A genuine "Phew, wot a scorcher!" splash headline is rare these days, last spotted, I seem to remember, in the Daily Mirror in August 1976. But the photographs used to illustrate a mid-summer heatwave show a touching reverence for tradition.

As far as national tabloids go, a nice big picture of elderly people sprawled in deckchairs and eating icecream in Hyde Park is always a runner. As an alternative, enormous young men with few clothes and big tattoos illustrate a hot day nicely.
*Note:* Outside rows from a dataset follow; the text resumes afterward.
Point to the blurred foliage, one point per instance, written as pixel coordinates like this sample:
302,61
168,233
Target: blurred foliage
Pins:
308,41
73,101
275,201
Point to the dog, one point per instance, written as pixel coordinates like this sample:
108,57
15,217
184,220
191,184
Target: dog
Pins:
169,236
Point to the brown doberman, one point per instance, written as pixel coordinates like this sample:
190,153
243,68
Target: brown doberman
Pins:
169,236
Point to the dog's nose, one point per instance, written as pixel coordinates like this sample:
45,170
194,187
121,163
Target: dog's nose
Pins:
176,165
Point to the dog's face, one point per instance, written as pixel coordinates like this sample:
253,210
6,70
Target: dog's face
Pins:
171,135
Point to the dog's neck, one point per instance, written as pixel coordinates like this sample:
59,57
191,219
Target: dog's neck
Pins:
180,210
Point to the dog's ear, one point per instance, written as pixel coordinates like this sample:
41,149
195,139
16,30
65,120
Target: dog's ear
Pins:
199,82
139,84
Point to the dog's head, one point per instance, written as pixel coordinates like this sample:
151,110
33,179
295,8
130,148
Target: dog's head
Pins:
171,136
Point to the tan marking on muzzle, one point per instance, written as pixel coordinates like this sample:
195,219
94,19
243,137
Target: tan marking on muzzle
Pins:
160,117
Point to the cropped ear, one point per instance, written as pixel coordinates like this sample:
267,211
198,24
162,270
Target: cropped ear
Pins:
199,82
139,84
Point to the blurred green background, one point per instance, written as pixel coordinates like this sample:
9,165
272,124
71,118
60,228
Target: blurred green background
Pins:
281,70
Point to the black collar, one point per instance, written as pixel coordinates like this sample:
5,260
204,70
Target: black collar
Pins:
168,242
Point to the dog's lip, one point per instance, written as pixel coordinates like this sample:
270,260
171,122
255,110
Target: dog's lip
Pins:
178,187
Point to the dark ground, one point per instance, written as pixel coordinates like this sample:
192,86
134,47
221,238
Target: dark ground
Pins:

Hard to credit it, but the knotted handkerchief atop a reddening pate still gets a look in, as does that old standby - street urchins playing by a broken fire hydrant.

Broken fire hydrants, and the resulting watery japes remain popular in the local press, especially in places like Glasgow and Belfast, where urchins, and hydrants, are still found. Unseasonably warm weather, say in February or November, is usually illustrated with a trusty beach shot, a toddler playing in the chill shallows or maybe building a sandcastle.

The broadsheets also send photographers to Hyde Park when the mercury climbs, but instead of acres of flabby flesh, attractive young ladies are the usual target, in as much of a state of undress as editors think they can get away with. If they are classy babes with glasses of fizz, all the better. Underneath the picture will be an inevitable article about global warming. Occasionally, a knotted handkerchief may be shown, but purely in the interests of irony.